In November 2011, Trooper Jon Brown shot and killed Michael Curtis in a confrontation at a deserted fairgounds in Dover-Foxcroft. Curtis was drunk, and had just shot and killed a man at a nearby nursing home.

When Brown arrived at the fairgrounds, he was unaware that the local sheriff had been negotiating by radio with Curtis, who was asking for help. The sheriff walked toward Curtis, and when the sheriff ignored Brown’s warnings to get away, the trooper shot and killed Curtis, who was holding a handgun.

Many details of how the state police handled Brown’s case are confidential, but a “final agency action” letter from Col. Robert Williams, chief of the state police, provides an outline.

The one-page letter notes that Brown violated department policies. These policies involve use of force, establishing command and control, and information gathering.

Brown was put on unpaid leave for 30 days last summer. He also was reassigned to the force’s commercial vehicle division. He then was required to complete “remedial training” in areas including use of force and “responding to a barricaded subject,” according to the letter from Williams.

The state police policy manual addresses the use of deadly force. It states, in part: “An officer is to use only that degree of physical force that the officer reasonably and actually believes is necessary to effectively bring a situation under control while protecting the officer and/or any other persons.”

Frustrated with how police shootings were being handled, some Maine lawmakers proposed a new system three years ago. Their idea was to create seven-member, community-based panels to review shootings and report to the public. But the effort failed after police officials convinced legislators on the Criminal Justice and Public Safety Committee that it wasn’t necessary.

In response, lawmakers passed a resolve that requires “independent review teams,” dominated by police, to examine the procedures in officer-involved shootings.

Maine police have shot 20 people since the independent review team system was created. Earlier this year, trustees of the Maine Criminal Justice Academy sent a report to the Legislature on the 14 shootings that took place in 2010 and 2011 and were reviewed by the teams. But the report was only four pages long, consisting of an outline of the policy behind the new system and a list of the incidents. It made no effort to assess the performance of the review teams or the new process.

The former co-chairman of the Legislature’s Criminal Justice and Public Safety Committee said earlier this year that he was satisfied with the trustees’ summary.

“The report meets what the resolve asked for,” said Rep. Gary Plummer, R-Windham. “Whether we need to go further remains to be seen.”

Plummer also acknowledged at the time that he hadn’t read any of the incident reports.

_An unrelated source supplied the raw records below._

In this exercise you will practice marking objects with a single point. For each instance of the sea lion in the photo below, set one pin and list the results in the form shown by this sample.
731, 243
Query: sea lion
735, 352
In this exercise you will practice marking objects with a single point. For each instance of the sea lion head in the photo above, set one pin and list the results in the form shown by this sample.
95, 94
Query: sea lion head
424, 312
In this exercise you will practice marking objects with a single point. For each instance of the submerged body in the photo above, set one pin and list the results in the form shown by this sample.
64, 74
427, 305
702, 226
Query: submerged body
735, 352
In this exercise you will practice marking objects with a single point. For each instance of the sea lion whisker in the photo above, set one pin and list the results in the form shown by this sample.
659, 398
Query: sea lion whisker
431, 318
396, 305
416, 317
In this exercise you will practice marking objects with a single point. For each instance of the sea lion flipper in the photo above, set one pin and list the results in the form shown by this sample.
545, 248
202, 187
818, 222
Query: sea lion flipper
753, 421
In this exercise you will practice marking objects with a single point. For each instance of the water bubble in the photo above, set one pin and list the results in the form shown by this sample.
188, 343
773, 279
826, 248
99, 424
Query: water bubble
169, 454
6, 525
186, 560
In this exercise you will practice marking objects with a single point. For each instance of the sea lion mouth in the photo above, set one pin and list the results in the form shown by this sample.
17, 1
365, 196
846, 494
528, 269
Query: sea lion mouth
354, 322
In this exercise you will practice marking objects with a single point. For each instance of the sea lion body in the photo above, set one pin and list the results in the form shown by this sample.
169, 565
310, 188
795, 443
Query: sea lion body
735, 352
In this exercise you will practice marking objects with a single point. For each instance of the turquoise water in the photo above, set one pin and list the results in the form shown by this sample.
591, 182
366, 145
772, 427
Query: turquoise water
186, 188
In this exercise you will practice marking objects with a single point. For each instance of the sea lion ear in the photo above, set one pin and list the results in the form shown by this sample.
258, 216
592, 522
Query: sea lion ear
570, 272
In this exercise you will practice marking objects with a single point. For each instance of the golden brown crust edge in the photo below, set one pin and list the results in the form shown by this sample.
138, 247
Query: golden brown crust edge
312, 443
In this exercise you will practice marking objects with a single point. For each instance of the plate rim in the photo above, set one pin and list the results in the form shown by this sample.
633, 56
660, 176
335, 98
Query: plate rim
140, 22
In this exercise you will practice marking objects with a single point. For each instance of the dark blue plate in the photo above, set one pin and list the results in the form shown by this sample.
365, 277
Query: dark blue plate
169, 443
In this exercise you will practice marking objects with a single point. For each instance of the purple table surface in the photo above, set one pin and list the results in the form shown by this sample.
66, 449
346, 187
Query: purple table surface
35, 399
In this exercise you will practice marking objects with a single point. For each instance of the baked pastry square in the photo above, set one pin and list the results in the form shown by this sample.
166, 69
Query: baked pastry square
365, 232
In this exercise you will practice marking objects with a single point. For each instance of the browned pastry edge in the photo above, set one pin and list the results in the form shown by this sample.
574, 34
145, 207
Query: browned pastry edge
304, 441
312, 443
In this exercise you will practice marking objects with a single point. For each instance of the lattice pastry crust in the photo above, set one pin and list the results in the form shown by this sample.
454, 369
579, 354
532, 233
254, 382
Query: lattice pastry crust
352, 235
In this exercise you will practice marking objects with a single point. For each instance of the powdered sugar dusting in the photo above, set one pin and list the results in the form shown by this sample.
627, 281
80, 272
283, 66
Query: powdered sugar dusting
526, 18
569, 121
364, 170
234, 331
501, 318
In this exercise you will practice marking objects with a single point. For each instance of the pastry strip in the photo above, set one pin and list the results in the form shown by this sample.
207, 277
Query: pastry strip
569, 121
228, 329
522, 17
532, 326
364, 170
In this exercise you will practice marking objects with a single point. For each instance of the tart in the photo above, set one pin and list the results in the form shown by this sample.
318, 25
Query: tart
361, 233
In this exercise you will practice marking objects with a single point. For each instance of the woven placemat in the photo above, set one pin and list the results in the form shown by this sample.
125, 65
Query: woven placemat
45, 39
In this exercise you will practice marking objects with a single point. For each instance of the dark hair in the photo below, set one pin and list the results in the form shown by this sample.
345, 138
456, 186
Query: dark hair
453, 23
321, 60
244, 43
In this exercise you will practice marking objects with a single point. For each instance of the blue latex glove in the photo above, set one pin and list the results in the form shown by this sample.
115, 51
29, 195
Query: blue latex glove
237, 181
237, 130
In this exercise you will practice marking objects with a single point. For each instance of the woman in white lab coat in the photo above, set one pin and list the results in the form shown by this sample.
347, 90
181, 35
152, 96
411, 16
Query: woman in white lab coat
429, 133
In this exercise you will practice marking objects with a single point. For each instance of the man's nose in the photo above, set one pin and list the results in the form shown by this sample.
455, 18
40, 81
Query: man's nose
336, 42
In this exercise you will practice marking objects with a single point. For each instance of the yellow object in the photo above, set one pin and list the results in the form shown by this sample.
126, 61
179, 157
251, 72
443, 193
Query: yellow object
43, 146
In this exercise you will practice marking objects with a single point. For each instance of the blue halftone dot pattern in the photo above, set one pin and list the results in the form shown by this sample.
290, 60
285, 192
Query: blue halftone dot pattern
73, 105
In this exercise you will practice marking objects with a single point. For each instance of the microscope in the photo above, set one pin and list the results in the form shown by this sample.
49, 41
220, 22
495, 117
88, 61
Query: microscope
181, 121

In Maine, every police shooting is investigated by the Attorney General’s Office. Since 1990, the office has reviewed 101 shootings or other uses of deadly force, in which 51 people died. But the investigations have a narrow focus, limited to determining whether an officer who shot someone was so negligent that he or she should be liable for criminal prosecution. The scope of the inquiries is so narrow that the shootings always pass the state’s review.

“To the best of our knowledge, none has been found to be unjustified,” said Brenda Kielty, a spokeswoman for the Maine attorney general.

The public can see electronic versions of the investigative reports posted on the office’s website. Until last winter, the listing ended in 2008. After an inquiry from the Portland Press Herald, the list was extended back to 2003, although some of the earlier postings are not functional.

The Attorney General’s Office keeps police shooting records in its files for a year, after which time they are retained in the state’s archives for 10 years, Kielty said.

It’s hard to know how Maine police compare with their counterparts in other states when it comes to using deadly force.

There is no national database of officer-involved shootings. That’s because there is no consensus about what constitutes force – and no requirement that agencies report these incidents to the U.S. Bureau of Justice Statistics.

“We have no idea how much missing data there are,” said Andrea Burch, a bureau statistician in Washington, D.C. who compiles statistics on law enforcement trends.